Proton has announced a new video conferencing service named Meet and positioned it as a privacy-focused alternative to mainstream services like Google Meet, Zoom, and Microsoft Teams.
Meet provides end-to-end encrypted (E2EE) calls to protect the confidentiality of the conversations and does not require a paid plan or even a Proton account to use. It is free for one-hour meetings of up to 50 participants. For longer calls, Proton offers a “pro” plan that starts at $7.99/month.
Proton says Meet was created in response to the increasing need for privacy-first, EU-based alternatives that make it easier to comply with GDPR, or even CCPA (California Consumer Privacy Act), addressing the complexities of laws such as the US Cloud Act, and overcoming challenges posed by an increasingly unstable geopolitical environment.
Apart from the legal aspect, Proton highlights the rampant practice of using people’s conversations to train AI models, which creates the risk of private data exposure from large language models (LLMs).

Source: Proton
“Proton Meet gives you back your privacy and peace of mind by protecting your calls with end-to-end encryption, so nobody can listen in or use your conversations to sell ads, conduct surveillance, or train AI,” Proton says.

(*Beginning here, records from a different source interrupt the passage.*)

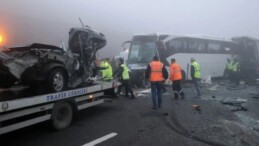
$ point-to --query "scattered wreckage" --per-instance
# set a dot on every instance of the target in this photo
(52, 67)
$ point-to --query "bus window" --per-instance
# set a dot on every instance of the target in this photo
(175, 45)
(214, 47)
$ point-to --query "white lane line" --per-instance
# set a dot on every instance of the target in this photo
(101, 139)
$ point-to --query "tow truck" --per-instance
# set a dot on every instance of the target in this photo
(18, 109)
(64, 73)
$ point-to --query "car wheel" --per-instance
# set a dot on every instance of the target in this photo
(56, 80)
(62, 115)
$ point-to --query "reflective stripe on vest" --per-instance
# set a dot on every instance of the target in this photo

Meet works as simply as creating a conference call link and sharing it with other participants.
The new service is fully integrated with Proton Calendar and also supports adding scheduled meetings to Google and Microsoft calendars.
Strong privacy and security
Proton Meet calls are secured with Messaging Layer Security (MLS), an independently reviewed open source end-to-end encryption protocol designed for real-time group messaging.

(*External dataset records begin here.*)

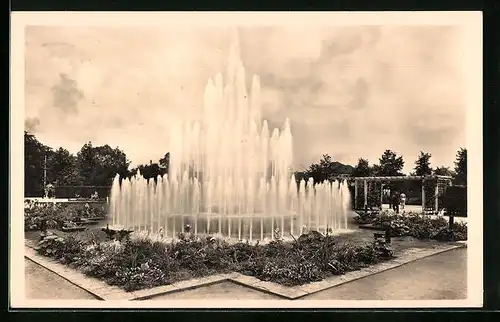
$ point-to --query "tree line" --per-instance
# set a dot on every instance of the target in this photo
(389, 165)
(91, 166)
(98, 165)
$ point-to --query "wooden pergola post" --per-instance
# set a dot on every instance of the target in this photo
(365, 188)
(436, 195)
(355, 194)
(381, 193)
(423, 195)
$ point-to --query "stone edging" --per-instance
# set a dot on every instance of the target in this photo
(103, 291)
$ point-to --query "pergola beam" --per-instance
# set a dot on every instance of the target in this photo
(397, 178)
(383, 179)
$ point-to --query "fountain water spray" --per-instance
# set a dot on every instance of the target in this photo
(230, 174)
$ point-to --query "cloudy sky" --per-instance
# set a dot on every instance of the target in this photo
(350, 91)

Proton has published a separate post to provide more details about MLS, highlighting that all media and chat are encrypted client-side, leaving the company unable to access or process any cleartext data.
Proton Meet’s architecture is built on WebRTC with Selective Forwarding Units (SFU) for relaying media and chat to all participants.
Each meeting link contains an ID and a password that is kept locally on the client side, and authenticates participants via the Secure Remote Password (SRP) protocol, used on other Proton services for a decade.

Concerning MLS, the system forms a cryptographic group that shares an epoch key used for encryption, which is rotated on every join/leave event.
New members cannot read past messages (forward secrecy), old members can’t read future messages, and everyone has full visibility on the call participants, but their names remain end-to-end encrypted.
Email and IP address information is kept private between participants, and Proton does not retain records of who met with whom.
The firm says that even in the case of a server compromise, traffic cannot be read or modified, and that databases contain only meeting IDs, exposing nothing sensitive to hackers.
The only realistic risk is having the meeting link compromised, which can be mitigated by locking entries once all expected participants have joined, removing rogue participants, or rotating the link.